Attention West Coast Space Rangers! This Friday, August 12, shortly after 8:30 p.m., the International Space Station will be flying over your town!

Big whoop?

The ISS is always flying over somebody's town, and can cover a given area several times per week. In fact, this week and next offer my part of the planet several opportunities to see the ISS just before dawn or after dusk, when the sky is darkish and the station reflects the light of the Sun just over the horizon.

What makes this apparition special enough to trigger the Space Patrol Orange Alert is that the ISS will be passing very close to the Moon, which'll make it easy to find and could give someone a nice photo op. In fact, it looks to me like observers along a line running from Watsonville (Calif.) through Turlock to approximately Battle Mountain (Nevada) have a good chance to catch the station flying across the face of the Moon, which would be very cool indeed.

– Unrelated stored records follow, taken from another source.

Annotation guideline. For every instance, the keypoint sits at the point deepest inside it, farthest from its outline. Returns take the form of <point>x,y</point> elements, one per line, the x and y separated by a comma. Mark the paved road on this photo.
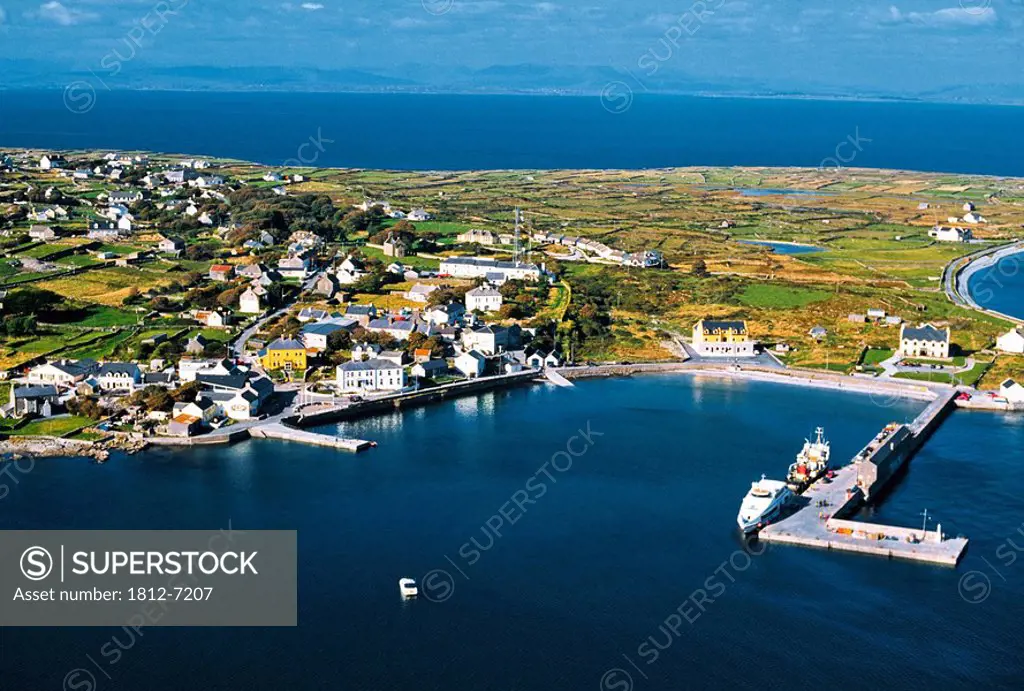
<point>239,347</point>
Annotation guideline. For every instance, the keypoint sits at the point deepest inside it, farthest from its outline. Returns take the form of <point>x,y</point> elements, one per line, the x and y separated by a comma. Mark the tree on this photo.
<point>339,340</point>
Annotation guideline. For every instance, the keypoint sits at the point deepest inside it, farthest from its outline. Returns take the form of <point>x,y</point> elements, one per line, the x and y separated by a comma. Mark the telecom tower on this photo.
<point>515,239</point>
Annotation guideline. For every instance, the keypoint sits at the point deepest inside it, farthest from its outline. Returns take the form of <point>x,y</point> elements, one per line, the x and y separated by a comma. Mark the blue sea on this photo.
<point>576,593</point>
<point>461,132</point>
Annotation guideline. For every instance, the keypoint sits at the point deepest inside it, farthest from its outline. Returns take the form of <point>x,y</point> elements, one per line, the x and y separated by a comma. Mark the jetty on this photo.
<point>279,431</point>
<point>821,517</point>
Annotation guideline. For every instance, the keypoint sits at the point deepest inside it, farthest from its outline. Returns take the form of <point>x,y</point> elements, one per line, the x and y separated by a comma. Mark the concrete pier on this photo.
<point>819,519</point>
<point>279,431</point>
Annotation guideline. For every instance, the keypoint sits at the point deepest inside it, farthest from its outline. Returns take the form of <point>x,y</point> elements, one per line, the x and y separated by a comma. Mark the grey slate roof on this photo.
<point>35,391</point>
<point>926,333</point>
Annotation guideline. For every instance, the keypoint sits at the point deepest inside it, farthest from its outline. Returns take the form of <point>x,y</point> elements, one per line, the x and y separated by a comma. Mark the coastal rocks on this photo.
<point>17,447</point>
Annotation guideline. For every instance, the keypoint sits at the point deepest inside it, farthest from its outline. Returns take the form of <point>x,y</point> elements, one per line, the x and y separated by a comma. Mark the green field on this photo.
<point>780,297</point>
<point>877,355</point>
<point>53,427</point>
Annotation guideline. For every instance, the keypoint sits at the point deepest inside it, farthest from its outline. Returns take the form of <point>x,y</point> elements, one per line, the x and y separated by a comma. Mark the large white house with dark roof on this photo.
<point>713,338</point>
<point>1012,341</point>
<point>924,341</point>
<point>372,375</point>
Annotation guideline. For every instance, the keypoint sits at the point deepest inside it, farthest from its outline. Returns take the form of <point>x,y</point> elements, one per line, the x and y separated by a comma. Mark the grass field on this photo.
<point>877,355</point>
<point>780,297</point>
<point>54,427</point>
<point>107,286</point>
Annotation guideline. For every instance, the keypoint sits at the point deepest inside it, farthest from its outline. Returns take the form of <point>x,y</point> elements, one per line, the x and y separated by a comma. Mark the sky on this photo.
<point>967,49</point>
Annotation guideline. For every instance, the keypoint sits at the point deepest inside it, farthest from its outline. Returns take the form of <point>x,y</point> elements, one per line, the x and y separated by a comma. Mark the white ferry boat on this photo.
<point>762,504</point>
<point>408,588</point>
<point>812,462</point>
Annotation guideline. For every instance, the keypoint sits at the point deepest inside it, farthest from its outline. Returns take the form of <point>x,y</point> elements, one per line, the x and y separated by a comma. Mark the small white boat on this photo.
<point>763,503</point>
<point>408,588</point>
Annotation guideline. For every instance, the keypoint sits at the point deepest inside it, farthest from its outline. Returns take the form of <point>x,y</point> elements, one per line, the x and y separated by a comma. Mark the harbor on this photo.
<point>820,519</point>
<point>286,433</point>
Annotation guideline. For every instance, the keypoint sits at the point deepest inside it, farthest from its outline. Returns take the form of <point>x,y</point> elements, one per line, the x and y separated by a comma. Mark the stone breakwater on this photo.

The website Heavens Above can provide times and sky charts for your area. The map at the top of this post is for San Francisco, and shows the ISS skimming just under the Moon. Tell the site where you live--either by entering latitude and longitude, searching for your city's name, or pinpointing it on a map (if you use the map, don't forget to also specify your Time Zone)--then pick "10 Day Predictions for: ISS," and it'll provide a list of all your viewing opportunities. This one is for 12 Aug starting around (depending on your location) 20:33.

So, Space Rangers stationed in California, Nevada, Utah, Arizona and northern Mexico: go outside this Friday night around 8:30 and watch the southern skies to the right of the Moon. The ISS should look like a pretty bright star moving at a fair clip from right to left. The farther south you're located, the higher in the sky it'll appear. You don't need a telescope, although some people have seen the station's distinctive H-shape through binoculars. If you haven't spotted anything by 8:40, you missed it. Better luck next time!

Don't forget to report your findings to Cap Crater at Space Command, and ad astra per aspera!


Astrophotographer Theirry Legault took this shot of the ISS transiting the Moon last December. Think you can do better? Give it a try!